Eine Vielfalt des Erlebten und Gedachten



Andreas Komotzki, Slow Day – view from the artist’s studio, 2013

Andreas Komotzki, Slow Day – view from the artist’s studio, 2013

„Zunächst einmal war ich skeptisch“, gestand Gerhard Finckh, der langjährige Direktor des Wuppertaler Von der Heydt-Museums, als der Vorstand der städtischen Sparkasse eine Präsentation der hauseigenen Kunstsammlung im Wechsel mit dem Museumsfundus anregte. Grund für dieses Ansinnen war die Rückschau auf 50 Jahre Erwerbstätigkeit, in denen das Wuppertaler Geldinstitut den stolzen Fundus von rund 3.000 Werken von 700 Künstlern ankaufte. Der nun als Kurator engagierte ehemalige Museumschef war sich sehr wohl der Unterschiede des Sammelns bewusst. Eine Sparkassensammlung sei eher eine Ansammlung, bei der man sich fragen müsse, wo der Kern liege und was das Ziel sei, meinte Finckh, was aber trotzdem spannende Komponenten bergen könne. Den Erwerbungen für ein Museum liege eine völlig andere Struktur zugrunde. Doch diejenigen, die mit bestimmten Beweggründen eine Sparkasse betreten, seien die selben, die mit wiederum anderen Erwartungen ein Museum besuchen. Diese Schnittstelle regte Finckh zu Überlegungen an, ähnlich einem Essay willkürlich gewählte Themen zu setzen, die nun in acht Kapiteln den Rahmen eines inszenierten Zwiegesprächs bilden.

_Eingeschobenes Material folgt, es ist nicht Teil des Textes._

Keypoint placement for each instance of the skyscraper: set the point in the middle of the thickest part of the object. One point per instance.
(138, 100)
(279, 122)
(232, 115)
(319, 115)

So erwarten den Besucher mal liedhaft, mal nüchtern gemischte rund 150 Werke von 83 Künstlern. Mal etwas um die Ecke gedacht, mal offensichtlich deuten sie die schlagwortartig gesetzten Inhalte und eröffnen mannigfache, zumeist weit gestreckte Interpretationsspielräume. Zu Beginn geht es hochaktuell um „Menschen und Masken“. Während sich der Mensch der Kunst öffnet, muss er im Geschäftsleben – und in Corona-Zeiten auch zum Gesundheitsschutz – oft eine Maske tragen. Die unterschiedlichen Facetten des Menschen, seine divergierenden Vorstellungen und Erfahrungen bringen die Bilder zum Ausdruck. Aufrecht und selbstbewusst einherschreitend, verkörpert Joseph Beuys auf seinem Lichtdruck „La rivoluzione siamo Noi“ von 1972 selbst den Aufstand, während Karl Hofers „Mädchen mit grüner Fahne“ von 1952 eher zögerlich, ja fast resignierend das Zeichen des Umsturzes schwingt. Apathisch, aber auch straff erscheinen die abstrahierten Gesichter in Robert Fillious Serigrafien, während Peter Kowald 1994 die verschiedenen und doch immer gleichen Mienen des „Global Village“ auf einem Fotodruck schildert.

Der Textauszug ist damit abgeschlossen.